On stage at the League of Legends we had a series of tall, dynamic LED screens behind each of the players and these would reflect the in-game characters that players picked out - and there was more than 140 options for the players to choose from! The media was outputted via DeckLink Quad 2 cards with our custom hardware solution, and produced a high quality and relevant backdrop to the players.
With any gaming event, you have a lot of sources to handle. How did you design the program mix to showcase everything that was going on?
The live production system was built around two ATEM 2 M/E Production Studio 4K switchers, working in tandem, which allowed us to segment the various production streams. The primary switcher was responsible for the master PGM mix, and received camera signals, broadcast graphics, video playback and video game signals. This switcher was controlled with an ATEM 2 M/E Broadcast Panel, which worked brilliantly. Having the panel in front of you when you’re dealing with more than 18 sources brings a real confidence to the mix. The switcher’s internal media store also complemented our graphics server, because of the recall speed, which was vital for such a fast paced and constantly changing program mix.

Then second ATEM switcher was used to create a submix of ten POV micro chip cameras placed in front of each player. This shot is a staple of esports production, and is critical in translating the players’ emotions through to the audience. We managed this mix with an ATEM 1 M/E Advanced Panel, which gave us a compact, but powerful control surface to mix the appropriate camera signal to air. That must have made for a very busy screen layout - how did you keep the production design clean and informative?

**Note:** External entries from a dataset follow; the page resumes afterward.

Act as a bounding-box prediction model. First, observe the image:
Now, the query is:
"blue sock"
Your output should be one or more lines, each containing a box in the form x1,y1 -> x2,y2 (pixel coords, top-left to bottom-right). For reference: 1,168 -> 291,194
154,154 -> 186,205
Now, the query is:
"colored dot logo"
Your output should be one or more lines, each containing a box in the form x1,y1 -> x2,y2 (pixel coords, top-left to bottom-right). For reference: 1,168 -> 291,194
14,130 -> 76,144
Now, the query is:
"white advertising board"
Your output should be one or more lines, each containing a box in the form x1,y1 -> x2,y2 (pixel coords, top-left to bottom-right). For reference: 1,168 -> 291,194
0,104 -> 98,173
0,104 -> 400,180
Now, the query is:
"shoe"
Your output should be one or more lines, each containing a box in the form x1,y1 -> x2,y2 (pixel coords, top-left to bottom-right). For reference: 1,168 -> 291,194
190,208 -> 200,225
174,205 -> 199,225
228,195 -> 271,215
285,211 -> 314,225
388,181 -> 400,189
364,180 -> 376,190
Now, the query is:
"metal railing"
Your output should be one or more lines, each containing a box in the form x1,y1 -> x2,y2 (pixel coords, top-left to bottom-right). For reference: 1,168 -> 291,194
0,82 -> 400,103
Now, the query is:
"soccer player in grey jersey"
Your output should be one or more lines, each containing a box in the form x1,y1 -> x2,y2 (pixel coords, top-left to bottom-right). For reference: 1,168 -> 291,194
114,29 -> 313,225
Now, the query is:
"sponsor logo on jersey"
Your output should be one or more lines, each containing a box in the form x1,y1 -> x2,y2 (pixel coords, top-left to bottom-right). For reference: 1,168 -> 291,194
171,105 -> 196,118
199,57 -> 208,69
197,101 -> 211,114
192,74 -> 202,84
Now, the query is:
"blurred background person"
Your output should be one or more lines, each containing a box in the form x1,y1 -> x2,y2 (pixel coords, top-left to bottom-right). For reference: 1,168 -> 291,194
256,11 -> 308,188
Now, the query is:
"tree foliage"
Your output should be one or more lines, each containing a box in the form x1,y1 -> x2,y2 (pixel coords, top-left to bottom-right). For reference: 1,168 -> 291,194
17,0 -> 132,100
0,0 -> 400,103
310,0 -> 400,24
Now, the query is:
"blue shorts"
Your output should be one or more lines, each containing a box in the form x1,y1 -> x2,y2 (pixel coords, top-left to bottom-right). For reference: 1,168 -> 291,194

When we combined the two mixes, it did produce a complex screen layout, so we relied heavily on features such as SuperSource and stingers as well as clean and timely transitions to make sure that the audience could follow all the action, but not get confused by the sheer amount of content we were throwing at them. A typical SuperSource layout would have four boxes of repositioned gameplay, and then we’d add a DVE box in the middle for the POV camera of the player, while they select their champion during the ‘pick and ban’ or ‘draft’, the initial phase of the game right before the action commences. We then inserted Fill and Key graphics over the top of everything using the second Upstream Luma Keyer.
What does the future hold for ESL and its live productions?
I’m sure future events will become even more sophisticated and challenging in terms of technical and editorial production, given the speed at which the industry continues to develop. However that manifests itself, Blackmagic Design’s kit will definitely play a key role in our production workflows. Each new product or update addresses specific, real life challenges that we face in our productions, and this allows us to bring ever more exciting productions to fans across the globe, whilst maintaining the ultra high end broadcast quality that gamers expect from their streams.